Téléphones portables, drogues et armes blanches ont ainsi été retrouvés dans les cellules, confirmant l’ampleur du problème et la nécessité, selon le parquet, de renforcer la vigilance au sein de la prison.
Un refus qui fait monter la tension
Au cours de cette opération, un incident est venu aggraver la situation. Aboubacar Diakité, dit “Toumba”, détenu dans le cadre de l’affaire des événements du 28 septembre 2009, au cours desquels plus de 150 personnes ont perdu la vie, a opposé un refus catégorique aux agents chargés de la fouille.
« Monsieur Aboubacar Diakité, dit “Toumba”, a fait preuve d’une attitude agressive en refusant de se soumettre à la fouille, tout en proférant des menaces à l’encontre des agents de sécurité. »

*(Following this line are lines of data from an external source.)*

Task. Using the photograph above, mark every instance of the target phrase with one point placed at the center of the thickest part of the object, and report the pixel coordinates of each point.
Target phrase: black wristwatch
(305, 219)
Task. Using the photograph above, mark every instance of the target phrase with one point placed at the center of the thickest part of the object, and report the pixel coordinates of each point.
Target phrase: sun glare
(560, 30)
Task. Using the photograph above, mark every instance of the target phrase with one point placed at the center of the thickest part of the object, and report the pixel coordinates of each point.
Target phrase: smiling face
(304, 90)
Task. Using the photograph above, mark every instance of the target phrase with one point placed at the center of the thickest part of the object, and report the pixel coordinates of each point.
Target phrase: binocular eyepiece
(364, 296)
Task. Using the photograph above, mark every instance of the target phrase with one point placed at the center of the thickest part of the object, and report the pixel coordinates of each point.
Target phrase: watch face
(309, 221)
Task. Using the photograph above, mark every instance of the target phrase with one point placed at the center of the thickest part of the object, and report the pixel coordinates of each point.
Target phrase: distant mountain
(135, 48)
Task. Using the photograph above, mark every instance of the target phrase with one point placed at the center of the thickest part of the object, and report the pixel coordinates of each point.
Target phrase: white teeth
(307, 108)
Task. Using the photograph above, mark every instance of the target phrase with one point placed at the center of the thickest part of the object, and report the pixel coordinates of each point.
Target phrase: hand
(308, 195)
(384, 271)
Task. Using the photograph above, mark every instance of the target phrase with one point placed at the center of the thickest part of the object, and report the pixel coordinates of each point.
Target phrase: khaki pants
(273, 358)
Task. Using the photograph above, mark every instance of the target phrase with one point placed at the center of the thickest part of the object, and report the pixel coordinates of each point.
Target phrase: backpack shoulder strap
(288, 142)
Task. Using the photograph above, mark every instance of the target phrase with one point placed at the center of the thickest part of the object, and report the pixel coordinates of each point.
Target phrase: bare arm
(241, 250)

Selon le communiqué du Parquet général, ce comportement n’a pas seulement visé les forces de l’ordre. Il a également provoqué des tensions parmi les autres détenus, faisant craindre un débordement.
« Son comportement menaçant (…) a également créé des tensions parmi les autres détenus. »
Un transfert pour éviter l’escalade
Face à une situation jugée alarmante et afin d’éviter toute détérioration de l’ordre interne, l’administration pénitentiaire a opté pour une mesure immédiate.
« L’administration pénitentiaire a pris la décision légale et appropriée de transférer Monsieur Aboubacar Diakité ce mardi 10 février 2026 à la Maison centrale de Coyah. »
Ce transfert, précise le parquet, vise avant tout à garantir la sécurité.
« Cette mesure vise à préserver l’ordre public et à garantir la sécurité tant des autres détenus que du personnel pénitentiaire. »
Le parquet assume une ligne de fermeté
À travers cette communication, le Parquet général près la Cour d’appel de Conakry réaffirme sa volonté de ne laisser aucune zone d’ombre dans les établissements pénitentiaires.
« Le Parquet général réaffirme sa détermination à veiller au strict respect de la loi, à la sécurité des établissements pénitentiaires ainsi qu’à la lutte résolue contre toute forme de criminalité, y compris celles susceptibles d’être organisées depuis les lieux de détention. »
Au-delà des murs de la prison, cette opération rappelle que la question sécuritaire en milieu carcéral reste sensible. Elle met aussi en lumière la détermination affichée des autorités judiciaires à maintenir l’ordre, y compris face à des détenus impliqués dans les affaires les plus lourdes de l’histoire récente du pays.